Eğitim alanı nedense “kültürel iktidar” deyince ilk akla gelen mecralardan değil. Oysa ki yüksek eğitim kültürel kavgaların merkezinde. Orada hegemonyayı tam anlamıyla kuramadılar, Boğaziçi Üniversitesi de bunun simgesi haline geldi. AKP Boğaziçi gibi kurumları yıpratıyor, içini boşaltıyor ama bunları dolduracak nitelik üretemiyor.
Bir de mahalle arası eğitim var tabii. Kur’an kursları, hegemonyanın en önemli alanlarından. Ama hem “düşük kültürel sermaye” olduğu için hem de “kültürel” görünmediği için kimsenin aklına gelmiyor bu konuyu “kültürel hegemonya” temelli tartışmak.
Neyin “düşük” neyin yüksek “kültürel sermaye” olduğu da biraz netameli bir mesele. Arabeskin daha rafine versiyonlarında birçok yüksek nitelikli öge var mesela. Elit akademik kurumlarda da bir sürü seviyesizlik.
Bir diğer kavramsal sorun da “kültür” ile “siyaset” alanlarını birbirinden tamamen ayrı görmek.
Kültürel hegemonyayı siyasi hegemonyadan ayırmak, dizi sektöründe olanları ülke, bölge ve dünya çapındaki dinamiklerden bağımsız düşünmeyi getiriyor beraberinde. Oysa “Barımgiller familyasının lacivertini kurmak” ve benzeri kampanyalar, sermayenin ve devletin kendilerini değişen bölge ve dünya dengeleri içinde yeniden konumlandırırken başvurduğu araçlar.
İktidarın HTŞ ve PKK hakkında yaptıkları nasıl birbirinden bağımsız düşünülemezse, dizi sektörüne saldırı da Trump’ın iktidara gelmesinden, dünya çapında profesör düşmanlığının altın çağına girmesinden, Ortadoğu’da olup bitenden bağımsız değil.

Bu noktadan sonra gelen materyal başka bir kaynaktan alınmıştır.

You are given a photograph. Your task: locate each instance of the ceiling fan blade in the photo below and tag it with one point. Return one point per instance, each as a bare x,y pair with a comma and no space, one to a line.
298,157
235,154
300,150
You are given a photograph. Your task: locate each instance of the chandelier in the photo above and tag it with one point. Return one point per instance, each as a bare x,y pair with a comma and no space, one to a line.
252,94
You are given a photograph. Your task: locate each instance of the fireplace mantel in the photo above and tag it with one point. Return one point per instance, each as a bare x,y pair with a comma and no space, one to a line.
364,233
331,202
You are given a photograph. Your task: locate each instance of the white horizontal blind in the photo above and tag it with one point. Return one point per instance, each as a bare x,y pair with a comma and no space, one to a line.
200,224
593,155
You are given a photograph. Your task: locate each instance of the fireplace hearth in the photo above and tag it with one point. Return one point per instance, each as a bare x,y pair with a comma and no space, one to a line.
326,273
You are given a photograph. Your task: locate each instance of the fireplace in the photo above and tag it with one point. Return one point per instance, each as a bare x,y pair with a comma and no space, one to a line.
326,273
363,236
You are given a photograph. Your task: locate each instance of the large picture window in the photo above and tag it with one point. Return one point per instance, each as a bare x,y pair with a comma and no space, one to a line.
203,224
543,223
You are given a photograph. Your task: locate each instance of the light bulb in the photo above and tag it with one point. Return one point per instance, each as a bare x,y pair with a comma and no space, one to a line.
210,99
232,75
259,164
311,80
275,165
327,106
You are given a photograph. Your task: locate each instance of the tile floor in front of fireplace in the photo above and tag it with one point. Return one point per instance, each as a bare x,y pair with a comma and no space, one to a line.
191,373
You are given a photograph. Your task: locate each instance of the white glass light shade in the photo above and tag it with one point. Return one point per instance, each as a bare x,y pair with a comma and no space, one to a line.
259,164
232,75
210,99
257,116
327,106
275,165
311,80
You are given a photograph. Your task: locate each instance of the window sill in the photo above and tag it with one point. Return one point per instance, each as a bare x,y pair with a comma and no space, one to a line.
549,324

“Hegemonya” deyince tüm bunları bir arada tartışmak gerekiyor. Elbette bu alanların görece özerkliği var. Ama o özerklik bütünden koparıp ele alınırsa birçok maraz doğar, doğuyor.
Bu marazın birçok dışa vurumu var, hepsine bir yazıda giremeyeceğim. Ama biri şu: Yüksek nitelikli kültürdeki süregiden seküler hakimiyeti matah bir şey sanıp kapsamlı bir hegemonik strateji kurmak yerine, bu alandaki yanıltıcı “üstünlük”e sımsıkı sarılmak. Bunun on yıllar içinde nelere mal olduğunu hiç tartışmadan...
Toplumsal muhalefet “kendi arabeski”ni, kendi mahalle arası eğitimini oluşturup yaymadan, dizilerin, sanatın, üniversitelerin dikkat odağı olması, diktatörlüğü sıkıştırmaktan ziyade dümenine su taşır.